SBT abriu o debate I

Inelutável que o jornalismo do SBT abriu o debate sobre os anos de chumbo. Trouxe à telinha o tema temido e rejeitado por alguns e ansiado por aqueles que de alguma forma se vêem no lado dos que esperam localizar desaparecidos e dos muitos que desejam contada a verdadeira história dos que lutaram contra a ditadura militar.

O Jornal do SBT de quarta 30 a sábado 2 exibiu a série de reportagens “Os fantasmas da ditadura”, o que as outras redes de televisão aberta pontuavam mas evitavam enfrentar.

De imediato destruiu a antiga expressão “revolução” e firmou no telespectador a idéia de “golpe” para o movimento que derrubou João Goulart, constitucionalmente constituído.

SBT abriu o debate II

O Conexão Repórter, de Roberto Cabrini, voltou ao assunto, entrevistando entre outros João Lucena e o não menos famoso Coronel Sebastião “Curió”, guardião de segredos sobre desaparecidos na guerrilha do Araguaia, com depoimentos e confissões estarrecedoras. Mais que publicidade para “Amor e Revolução”, que estréia no dia 5, escancarou as portas para a discussão em torno da “Comissão da Verdade”.

Méritos para o SBT, que realizou o que outras redes se recusaram: discutir a atuação de algumas lideranças militares na repressão política. Na esteira a tortura e a morte dos que se encontravam sob a tutela do Estado.

A propósito

Liberados alguns documentos do arquivo da Câmara, em 2010. Matéria veiculada em http://www.advivo.com.br (História: Marinha ordenou eliminação de militantes do Araguaia), de 27 de março, aborda o que neles está contido, os quais a Folha teve acesso.

A Globo sinaliza

Transitando pela tortura policial praticada em diferentes localidades do País, inseriu na matéria as condenações na Argentina dos militares responsáveis pela tortura e morte de prisioneiros. Tudo no Jornal Nacional desta sexta 1º.

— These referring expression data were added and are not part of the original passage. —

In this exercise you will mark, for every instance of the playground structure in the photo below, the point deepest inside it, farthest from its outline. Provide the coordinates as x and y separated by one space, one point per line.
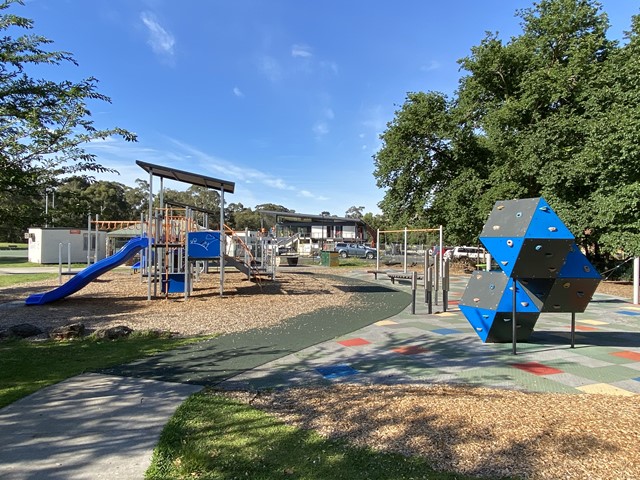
403 246
176 245
542 270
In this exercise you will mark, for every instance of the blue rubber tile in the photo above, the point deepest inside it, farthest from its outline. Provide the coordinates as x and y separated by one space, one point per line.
336 371
446 331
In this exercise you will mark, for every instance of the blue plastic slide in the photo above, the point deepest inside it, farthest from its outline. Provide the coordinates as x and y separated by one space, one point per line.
86 276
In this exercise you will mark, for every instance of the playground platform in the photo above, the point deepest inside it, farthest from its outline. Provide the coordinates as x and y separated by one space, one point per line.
93 426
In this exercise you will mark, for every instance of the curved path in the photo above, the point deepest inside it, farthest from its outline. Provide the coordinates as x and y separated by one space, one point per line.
104 425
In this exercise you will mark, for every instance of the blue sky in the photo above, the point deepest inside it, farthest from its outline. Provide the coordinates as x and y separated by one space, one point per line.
285 98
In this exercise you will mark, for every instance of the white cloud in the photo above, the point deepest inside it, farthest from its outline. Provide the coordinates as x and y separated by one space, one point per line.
301 51
161 41
431 66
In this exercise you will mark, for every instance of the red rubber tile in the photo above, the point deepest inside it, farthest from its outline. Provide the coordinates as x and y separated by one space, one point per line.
410 350
536 368
354 342
629 355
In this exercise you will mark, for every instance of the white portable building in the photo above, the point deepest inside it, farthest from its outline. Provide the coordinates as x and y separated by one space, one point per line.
45 245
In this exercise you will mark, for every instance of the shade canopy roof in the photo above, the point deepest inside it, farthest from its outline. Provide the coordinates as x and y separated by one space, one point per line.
187 177
302 218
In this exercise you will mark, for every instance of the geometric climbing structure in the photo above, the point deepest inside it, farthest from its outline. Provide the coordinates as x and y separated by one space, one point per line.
536 252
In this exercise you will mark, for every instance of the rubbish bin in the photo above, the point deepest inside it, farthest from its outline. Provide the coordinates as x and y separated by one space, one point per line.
329 259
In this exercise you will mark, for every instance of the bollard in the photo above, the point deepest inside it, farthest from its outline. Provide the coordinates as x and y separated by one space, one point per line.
429 280
445 285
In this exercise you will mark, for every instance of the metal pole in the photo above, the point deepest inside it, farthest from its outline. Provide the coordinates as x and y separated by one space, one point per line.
149 234
377 250
60 263
430 288
414 285
636 280
513 318
445 286
404 269
89 239
223 249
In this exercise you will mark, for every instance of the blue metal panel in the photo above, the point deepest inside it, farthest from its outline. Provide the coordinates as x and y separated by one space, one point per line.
203 244
577 266
480 319
546 224
504 250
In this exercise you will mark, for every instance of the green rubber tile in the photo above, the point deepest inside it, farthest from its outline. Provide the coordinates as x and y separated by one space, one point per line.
215 360
610 374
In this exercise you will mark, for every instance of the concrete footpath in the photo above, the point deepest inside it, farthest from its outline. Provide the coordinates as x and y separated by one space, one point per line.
87 427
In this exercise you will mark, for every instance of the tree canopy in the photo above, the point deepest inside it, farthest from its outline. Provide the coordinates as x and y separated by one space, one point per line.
44 125
553 112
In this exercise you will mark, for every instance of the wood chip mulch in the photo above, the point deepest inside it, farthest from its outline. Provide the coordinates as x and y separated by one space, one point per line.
477 431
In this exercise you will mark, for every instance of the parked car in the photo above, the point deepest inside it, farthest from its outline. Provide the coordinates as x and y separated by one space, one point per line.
474 253
354 250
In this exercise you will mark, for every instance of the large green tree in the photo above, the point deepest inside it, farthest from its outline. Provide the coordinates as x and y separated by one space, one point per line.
44 125
553 112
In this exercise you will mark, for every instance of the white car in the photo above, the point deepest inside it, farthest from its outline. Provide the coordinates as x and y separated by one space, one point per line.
475 253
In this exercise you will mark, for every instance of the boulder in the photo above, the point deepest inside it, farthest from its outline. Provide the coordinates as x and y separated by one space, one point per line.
23 330
66 332
113 333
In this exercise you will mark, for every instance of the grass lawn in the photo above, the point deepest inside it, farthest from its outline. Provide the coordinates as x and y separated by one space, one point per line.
26 367
211 436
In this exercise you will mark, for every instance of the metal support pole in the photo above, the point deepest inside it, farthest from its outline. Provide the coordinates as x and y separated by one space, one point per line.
404 269
89 239
149 234
414 285
430 289
445 286
513 319
636 280
223 242
377 250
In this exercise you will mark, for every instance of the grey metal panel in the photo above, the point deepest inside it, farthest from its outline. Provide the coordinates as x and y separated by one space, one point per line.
541 258
484 290
510 218
501 329
570 294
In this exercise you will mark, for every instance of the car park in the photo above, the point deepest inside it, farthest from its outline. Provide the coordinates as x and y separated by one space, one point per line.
354 250
474 253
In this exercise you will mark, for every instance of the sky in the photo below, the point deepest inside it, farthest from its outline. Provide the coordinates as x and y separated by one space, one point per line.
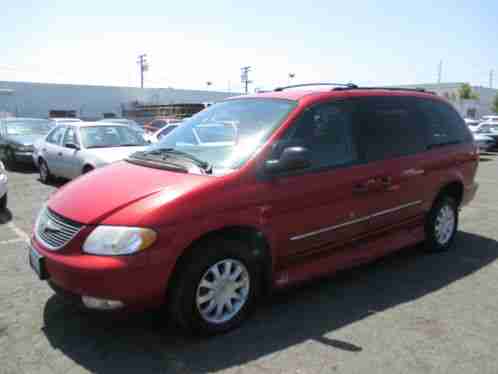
189 43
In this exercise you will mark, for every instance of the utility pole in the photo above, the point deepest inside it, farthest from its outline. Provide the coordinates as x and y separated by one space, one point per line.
244 76
142 62
291 76
440 71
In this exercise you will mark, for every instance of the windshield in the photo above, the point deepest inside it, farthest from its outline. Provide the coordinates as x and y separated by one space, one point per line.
226 134
110 136
31 127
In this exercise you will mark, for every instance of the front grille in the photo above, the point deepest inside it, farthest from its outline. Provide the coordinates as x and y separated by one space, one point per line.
55 231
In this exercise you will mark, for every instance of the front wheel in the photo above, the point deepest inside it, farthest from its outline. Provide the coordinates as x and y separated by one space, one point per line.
45 176
441 225
216 288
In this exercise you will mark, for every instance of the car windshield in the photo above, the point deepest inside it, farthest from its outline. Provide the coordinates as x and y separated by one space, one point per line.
110 136
29 127
226 134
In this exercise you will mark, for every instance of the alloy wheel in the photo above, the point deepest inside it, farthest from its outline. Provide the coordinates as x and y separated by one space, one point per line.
222 291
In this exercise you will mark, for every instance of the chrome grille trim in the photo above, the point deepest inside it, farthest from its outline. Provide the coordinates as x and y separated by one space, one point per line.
60 231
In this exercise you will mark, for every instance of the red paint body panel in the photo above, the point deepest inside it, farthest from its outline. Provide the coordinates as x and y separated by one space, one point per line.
182 208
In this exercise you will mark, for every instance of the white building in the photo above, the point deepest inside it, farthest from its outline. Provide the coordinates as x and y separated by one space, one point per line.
467 108
24 99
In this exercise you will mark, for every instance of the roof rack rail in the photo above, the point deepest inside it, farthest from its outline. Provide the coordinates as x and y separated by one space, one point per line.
344 85
416 89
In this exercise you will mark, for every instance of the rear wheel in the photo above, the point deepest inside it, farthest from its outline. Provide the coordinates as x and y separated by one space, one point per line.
3 203
45 176
216 288
10 159
441 225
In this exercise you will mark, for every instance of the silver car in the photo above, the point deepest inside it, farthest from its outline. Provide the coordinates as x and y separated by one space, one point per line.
70 150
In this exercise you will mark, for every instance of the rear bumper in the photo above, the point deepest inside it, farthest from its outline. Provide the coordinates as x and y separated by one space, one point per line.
3 185
469 193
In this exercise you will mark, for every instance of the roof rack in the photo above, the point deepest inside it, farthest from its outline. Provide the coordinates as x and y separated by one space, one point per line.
416 89
342 85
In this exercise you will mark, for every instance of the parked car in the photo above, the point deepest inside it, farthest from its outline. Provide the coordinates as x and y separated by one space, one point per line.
73 149
158 123
488 129
161 133
3 188
17 136
489 118
61 120
282 187
484 142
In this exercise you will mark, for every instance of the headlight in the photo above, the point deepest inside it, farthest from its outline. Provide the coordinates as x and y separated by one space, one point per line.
118 240
24 148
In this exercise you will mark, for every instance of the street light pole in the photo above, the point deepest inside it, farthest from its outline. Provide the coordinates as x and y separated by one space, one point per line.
142 62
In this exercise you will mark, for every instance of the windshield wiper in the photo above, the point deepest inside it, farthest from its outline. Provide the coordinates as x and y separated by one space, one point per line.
168 152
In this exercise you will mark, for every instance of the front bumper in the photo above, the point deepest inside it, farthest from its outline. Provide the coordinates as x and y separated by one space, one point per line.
130 280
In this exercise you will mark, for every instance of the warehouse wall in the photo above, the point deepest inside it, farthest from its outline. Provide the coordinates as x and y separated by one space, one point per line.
26 99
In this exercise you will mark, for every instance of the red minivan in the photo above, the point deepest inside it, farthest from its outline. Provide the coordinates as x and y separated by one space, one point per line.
257 193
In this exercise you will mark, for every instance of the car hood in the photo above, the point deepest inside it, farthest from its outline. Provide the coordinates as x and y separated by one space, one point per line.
109 155
24 139
93 197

Entrou no campo, ainda que sem demonstrar haver comprado o ingresso. Mas, sondando e preparando o terreno para mostrar o dinheiro para pagar a entrada.

Itororó

Ao que parece não anda boa a relação do Prefeito Adroaldo Almeida com alguns “amigos”. Espaços antes debruçados em elogios à administração e ao petista itororoense não lhe dispensam críticas. Ainda que sobre literatura.

Quando até a “crítica” literária cutuca há algo errado. Nesse particular não sabemos com quem: o criticado ou o crítico.

UESC I

uescA universidade Estadual de Santa Cruz integra o universo de instituições superiores mantidas pelo Estado. No plano físico não pode ser negado que a UESC apresenta avanços, com a construção de equipamentos e mesmo gerindo recursos para a redução de despesas como ocorreu com a implantação da captação e de uma estação de tratamento de água. Ampliou a oferta de cursos de graduação (superando 30) e investe na pós-graduação e na pesquisa.

No entanto, apesar de estruturar-se como um organismo maior, estabelecendo veias e artérias evidentemente necessárias, não parece preocupada com os vasos capilares, menores mas necessários para a irrigação do organismo.

Dizemos isso porque não demonstra a instituição preocupação com o atendimento ao universo humano que é a razão de sua existência. Alunos e professores não se sentem à vontade com uma expansão física que não repercute no dia a dia dos que a ela acorrem.

UESC II

Em alguns aspectos a UESC de mais de 30 cursos de graduação e alguns de pós-graduação oferece a professores e alunos, no limiar da segunda década do século XXI, o que oferecia a FESPI na década de 70 do século XX, quando reunia um punhado de graduações (Direito, Filosofia, Economia, Letras, Geografia, História, Administração), algumas no âmbito da licenciatura curta.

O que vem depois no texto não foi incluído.